Clement Lenglet’s dismissal for an alleged elbow on Pere Pons in Barcelona’s Liga draw with Girona on Sunday caused all sorts of controversy.
Even Pons was surprised by referee Gil Manzano’s VAR-assisted decision to dismiss Lenglet, with the midfielder admitting afterwards that he thought that he had fouled the French defender.
“I took a blow but when I got up, I apologised to Lenglet and shook his hand because I thought it was my fault,” he confessed.
As bemused Barca boss Ernesto Valverde pointed out afterwards, “It’s the first time that the player who is sent off receives an apology from his rival for fouling him!”
It was a significant call, too, as Barcelona were leading through a Lionel Messi goal at the time but were ultimately indebted to Gerard Pique’s second-half equaliser for allowing them to salvage a 2-2 draw.

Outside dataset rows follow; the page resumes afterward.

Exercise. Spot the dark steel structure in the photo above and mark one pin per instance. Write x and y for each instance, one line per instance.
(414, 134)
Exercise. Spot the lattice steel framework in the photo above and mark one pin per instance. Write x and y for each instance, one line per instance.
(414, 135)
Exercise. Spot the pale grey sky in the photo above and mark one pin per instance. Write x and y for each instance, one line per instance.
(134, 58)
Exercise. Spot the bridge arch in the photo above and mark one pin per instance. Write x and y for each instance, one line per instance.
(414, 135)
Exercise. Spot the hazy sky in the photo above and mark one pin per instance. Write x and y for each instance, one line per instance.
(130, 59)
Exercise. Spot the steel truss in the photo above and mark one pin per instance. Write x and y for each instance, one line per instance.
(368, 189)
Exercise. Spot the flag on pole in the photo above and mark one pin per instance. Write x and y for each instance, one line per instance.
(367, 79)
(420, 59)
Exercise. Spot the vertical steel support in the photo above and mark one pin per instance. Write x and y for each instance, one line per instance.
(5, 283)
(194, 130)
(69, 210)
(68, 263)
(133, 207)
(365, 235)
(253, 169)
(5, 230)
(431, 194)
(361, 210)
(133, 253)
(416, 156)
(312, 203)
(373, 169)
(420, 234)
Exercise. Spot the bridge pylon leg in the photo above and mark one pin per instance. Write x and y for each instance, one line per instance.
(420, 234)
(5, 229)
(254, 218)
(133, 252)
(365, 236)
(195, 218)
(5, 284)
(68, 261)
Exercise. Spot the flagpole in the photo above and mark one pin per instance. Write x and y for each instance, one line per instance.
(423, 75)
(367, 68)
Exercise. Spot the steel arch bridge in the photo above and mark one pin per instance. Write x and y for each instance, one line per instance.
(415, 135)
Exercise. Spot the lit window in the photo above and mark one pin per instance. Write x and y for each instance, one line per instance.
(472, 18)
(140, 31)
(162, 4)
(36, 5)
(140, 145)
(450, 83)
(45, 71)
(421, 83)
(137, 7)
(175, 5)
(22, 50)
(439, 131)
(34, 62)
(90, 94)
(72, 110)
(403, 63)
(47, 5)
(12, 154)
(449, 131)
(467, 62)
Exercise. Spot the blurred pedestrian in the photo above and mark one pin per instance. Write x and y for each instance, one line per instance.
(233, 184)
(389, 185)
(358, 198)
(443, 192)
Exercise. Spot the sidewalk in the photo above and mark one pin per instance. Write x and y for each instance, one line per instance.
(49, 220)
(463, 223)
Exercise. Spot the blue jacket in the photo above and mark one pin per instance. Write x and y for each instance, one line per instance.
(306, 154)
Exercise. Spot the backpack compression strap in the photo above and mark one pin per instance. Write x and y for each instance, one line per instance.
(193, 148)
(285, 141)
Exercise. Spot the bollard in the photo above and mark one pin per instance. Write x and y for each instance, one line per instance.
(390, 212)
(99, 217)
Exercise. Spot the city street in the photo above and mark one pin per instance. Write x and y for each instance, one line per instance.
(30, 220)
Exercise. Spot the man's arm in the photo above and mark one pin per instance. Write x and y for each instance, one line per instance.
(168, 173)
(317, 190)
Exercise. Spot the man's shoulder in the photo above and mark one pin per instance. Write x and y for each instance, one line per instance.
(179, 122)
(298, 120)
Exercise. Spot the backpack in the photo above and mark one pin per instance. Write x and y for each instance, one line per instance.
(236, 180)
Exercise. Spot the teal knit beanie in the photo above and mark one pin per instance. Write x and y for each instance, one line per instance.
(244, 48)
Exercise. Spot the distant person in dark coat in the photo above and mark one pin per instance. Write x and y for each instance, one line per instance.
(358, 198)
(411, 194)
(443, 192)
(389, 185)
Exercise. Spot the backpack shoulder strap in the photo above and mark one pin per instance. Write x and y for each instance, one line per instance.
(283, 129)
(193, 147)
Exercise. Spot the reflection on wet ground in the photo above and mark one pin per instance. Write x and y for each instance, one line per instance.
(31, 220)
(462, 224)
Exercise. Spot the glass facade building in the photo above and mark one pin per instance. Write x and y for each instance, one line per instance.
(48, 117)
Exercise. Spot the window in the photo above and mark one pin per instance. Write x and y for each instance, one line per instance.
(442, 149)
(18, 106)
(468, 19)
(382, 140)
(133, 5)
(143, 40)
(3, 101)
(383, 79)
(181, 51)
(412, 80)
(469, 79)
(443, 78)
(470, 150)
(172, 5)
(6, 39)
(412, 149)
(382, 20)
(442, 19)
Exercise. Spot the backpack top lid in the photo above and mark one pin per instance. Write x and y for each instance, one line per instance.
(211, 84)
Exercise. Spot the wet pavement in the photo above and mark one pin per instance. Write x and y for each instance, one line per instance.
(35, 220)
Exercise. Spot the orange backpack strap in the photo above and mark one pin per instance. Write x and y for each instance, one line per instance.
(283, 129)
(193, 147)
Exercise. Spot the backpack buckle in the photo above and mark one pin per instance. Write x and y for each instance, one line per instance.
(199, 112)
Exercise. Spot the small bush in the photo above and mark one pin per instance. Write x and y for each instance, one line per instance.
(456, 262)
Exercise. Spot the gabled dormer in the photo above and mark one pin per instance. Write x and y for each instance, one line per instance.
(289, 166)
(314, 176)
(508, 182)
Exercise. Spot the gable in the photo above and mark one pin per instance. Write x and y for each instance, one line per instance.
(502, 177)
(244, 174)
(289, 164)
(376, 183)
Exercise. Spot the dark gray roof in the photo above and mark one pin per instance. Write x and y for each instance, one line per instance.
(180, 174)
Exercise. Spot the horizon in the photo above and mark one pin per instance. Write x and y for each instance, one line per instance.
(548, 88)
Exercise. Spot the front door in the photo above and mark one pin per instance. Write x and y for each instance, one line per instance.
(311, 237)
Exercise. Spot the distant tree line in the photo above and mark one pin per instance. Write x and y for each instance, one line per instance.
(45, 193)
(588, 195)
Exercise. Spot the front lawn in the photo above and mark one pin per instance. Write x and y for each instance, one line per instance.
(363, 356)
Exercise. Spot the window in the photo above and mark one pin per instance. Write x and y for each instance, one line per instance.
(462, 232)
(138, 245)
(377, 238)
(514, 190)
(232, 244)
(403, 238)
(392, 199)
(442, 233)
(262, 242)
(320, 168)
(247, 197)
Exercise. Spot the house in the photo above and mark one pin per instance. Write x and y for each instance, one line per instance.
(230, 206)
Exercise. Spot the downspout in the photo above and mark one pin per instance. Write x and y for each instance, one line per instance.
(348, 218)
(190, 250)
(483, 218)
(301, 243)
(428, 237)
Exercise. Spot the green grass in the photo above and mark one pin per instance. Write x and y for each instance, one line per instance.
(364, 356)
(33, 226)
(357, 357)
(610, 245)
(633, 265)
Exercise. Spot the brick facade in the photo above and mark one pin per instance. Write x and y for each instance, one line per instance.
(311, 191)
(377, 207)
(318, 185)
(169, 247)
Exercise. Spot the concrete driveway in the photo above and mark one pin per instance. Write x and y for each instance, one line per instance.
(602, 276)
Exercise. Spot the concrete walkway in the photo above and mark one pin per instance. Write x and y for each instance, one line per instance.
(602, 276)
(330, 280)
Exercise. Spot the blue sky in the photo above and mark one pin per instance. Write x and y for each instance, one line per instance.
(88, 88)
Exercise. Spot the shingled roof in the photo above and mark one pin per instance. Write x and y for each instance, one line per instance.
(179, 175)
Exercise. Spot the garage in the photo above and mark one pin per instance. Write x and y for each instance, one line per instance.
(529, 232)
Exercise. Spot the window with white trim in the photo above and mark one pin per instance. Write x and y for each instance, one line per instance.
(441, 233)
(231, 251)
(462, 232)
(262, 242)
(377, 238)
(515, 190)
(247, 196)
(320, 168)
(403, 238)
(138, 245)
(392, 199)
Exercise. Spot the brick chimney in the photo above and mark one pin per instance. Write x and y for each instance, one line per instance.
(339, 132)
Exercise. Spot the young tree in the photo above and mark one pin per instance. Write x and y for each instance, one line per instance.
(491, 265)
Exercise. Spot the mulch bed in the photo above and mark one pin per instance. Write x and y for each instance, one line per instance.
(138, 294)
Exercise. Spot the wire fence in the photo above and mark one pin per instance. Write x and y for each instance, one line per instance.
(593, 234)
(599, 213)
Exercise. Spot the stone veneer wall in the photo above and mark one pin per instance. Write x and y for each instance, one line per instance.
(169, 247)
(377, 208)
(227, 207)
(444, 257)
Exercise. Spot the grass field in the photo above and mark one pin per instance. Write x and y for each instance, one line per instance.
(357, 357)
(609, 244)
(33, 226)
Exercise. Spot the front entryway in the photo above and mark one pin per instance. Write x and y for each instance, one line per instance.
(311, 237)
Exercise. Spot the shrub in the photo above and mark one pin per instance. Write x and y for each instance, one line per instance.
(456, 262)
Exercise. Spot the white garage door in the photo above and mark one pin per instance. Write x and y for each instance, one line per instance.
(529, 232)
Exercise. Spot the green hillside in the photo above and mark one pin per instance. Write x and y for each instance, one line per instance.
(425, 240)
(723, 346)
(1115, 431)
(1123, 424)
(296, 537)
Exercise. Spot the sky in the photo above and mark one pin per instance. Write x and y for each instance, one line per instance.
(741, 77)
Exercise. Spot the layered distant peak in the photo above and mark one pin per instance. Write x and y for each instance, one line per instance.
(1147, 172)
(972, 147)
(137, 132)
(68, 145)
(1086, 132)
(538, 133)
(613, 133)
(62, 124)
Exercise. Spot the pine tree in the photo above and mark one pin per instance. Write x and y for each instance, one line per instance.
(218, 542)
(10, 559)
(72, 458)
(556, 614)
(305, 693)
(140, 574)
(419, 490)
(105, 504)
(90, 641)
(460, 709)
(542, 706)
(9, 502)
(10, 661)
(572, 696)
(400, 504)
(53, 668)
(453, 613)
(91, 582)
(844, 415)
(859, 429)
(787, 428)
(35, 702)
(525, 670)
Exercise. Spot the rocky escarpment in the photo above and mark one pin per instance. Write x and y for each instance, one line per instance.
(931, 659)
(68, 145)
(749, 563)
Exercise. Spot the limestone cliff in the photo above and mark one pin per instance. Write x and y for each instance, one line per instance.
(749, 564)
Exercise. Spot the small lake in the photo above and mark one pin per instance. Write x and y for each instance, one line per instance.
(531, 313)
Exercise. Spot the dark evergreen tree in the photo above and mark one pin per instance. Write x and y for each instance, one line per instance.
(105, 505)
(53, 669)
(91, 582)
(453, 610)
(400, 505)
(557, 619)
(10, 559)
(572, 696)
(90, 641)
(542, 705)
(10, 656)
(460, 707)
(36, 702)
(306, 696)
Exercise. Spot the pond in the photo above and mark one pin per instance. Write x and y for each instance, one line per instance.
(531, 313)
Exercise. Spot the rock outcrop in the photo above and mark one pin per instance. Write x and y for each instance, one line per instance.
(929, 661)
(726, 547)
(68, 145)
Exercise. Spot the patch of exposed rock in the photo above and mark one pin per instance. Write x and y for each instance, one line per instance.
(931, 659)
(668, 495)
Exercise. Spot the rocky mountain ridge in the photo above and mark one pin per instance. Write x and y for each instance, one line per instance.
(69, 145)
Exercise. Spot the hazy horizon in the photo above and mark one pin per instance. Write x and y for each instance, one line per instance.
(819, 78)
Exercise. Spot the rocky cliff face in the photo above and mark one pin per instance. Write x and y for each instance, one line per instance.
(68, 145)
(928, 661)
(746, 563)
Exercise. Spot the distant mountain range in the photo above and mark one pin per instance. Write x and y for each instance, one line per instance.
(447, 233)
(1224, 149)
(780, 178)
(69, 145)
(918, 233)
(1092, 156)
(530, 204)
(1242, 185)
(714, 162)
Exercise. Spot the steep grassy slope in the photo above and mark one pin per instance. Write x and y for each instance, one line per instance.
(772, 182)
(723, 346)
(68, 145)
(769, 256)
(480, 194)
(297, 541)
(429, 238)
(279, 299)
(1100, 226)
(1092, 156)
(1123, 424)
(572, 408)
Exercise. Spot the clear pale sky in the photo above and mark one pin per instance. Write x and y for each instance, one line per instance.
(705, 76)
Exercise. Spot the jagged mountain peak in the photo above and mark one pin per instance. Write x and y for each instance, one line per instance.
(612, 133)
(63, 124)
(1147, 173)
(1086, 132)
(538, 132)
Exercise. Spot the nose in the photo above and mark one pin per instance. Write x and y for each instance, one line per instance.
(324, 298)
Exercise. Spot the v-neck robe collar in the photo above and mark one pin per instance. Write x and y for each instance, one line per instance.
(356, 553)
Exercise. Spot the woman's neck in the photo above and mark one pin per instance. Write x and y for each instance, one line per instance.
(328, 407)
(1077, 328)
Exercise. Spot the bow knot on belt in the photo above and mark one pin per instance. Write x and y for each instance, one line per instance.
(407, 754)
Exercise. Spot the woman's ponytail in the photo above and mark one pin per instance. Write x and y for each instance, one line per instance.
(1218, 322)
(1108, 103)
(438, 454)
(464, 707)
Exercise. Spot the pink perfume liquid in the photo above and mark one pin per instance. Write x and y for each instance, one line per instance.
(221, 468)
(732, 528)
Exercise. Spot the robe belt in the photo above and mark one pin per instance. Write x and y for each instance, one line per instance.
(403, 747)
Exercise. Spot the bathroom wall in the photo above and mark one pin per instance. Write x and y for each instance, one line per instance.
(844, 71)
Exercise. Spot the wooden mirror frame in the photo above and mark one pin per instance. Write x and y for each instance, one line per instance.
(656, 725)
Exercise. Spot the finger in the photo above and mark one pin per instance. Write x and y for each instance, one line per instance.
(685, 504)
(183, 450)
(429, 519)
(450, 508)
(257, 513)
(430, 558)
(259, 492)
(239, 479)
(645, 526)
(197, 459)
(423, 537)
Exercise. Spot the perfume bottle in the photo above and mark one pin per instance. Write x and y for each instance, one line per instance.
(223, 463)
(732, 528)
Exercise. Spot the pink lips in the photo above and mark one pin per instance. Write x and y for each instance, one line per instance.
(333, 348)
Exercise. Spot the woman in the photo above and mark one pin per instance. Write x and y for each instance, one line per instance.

However, the dropped points allowed title rivals Real Madrid to draw level with the Blaugrana at the summit of the Liga standings and that development rather predictably reignited the ongoing debate among their respective fans about preferential treatment from referees.
Indeed, it was quickly pointed out that Manzano has now sent off five Barcelona players in the past three years.
However, it would be difficult for the Catalans to claim that they are being victimised by match officials in general.
Since Opta began recording data for red cards in La Liga in 2012, Barca have only had 12 players dismissed. To put that in context, Malaga and Valencia top the table with a whopping 40 reds apiece.
Furthermore, Real have racked up 22 reds over the past six years, suggesting that referees aren’t afraid to give Madrid players their marching orders.
However, while Blancos fans might be tempted to use the fact that their club has had 10 more players sent off than their Catalan counterparts since 2012-13, it is worth pointing out that any allegations of refereeing bias against them would be undermined by the role of Sergio Ramos in distorting the numbers.
The most red-carded player in Liga history has been dismissed seven times since 2012 alone, meaning he accounts for just under one-third of Real’s reds during this timeframe (32 per cent).
In addition, there have been seven Clasico reds in the past six years (five for Real; two for Barca), and Ramos accounts for three of them!
In short, Barca can hardly argue that they are the victims of some sort of refereeing conspiracy in light of how few reds they actually receive, while Real cannot feel hard done by, given the presence of the notoriously temperamental Sergio Ramos in their side.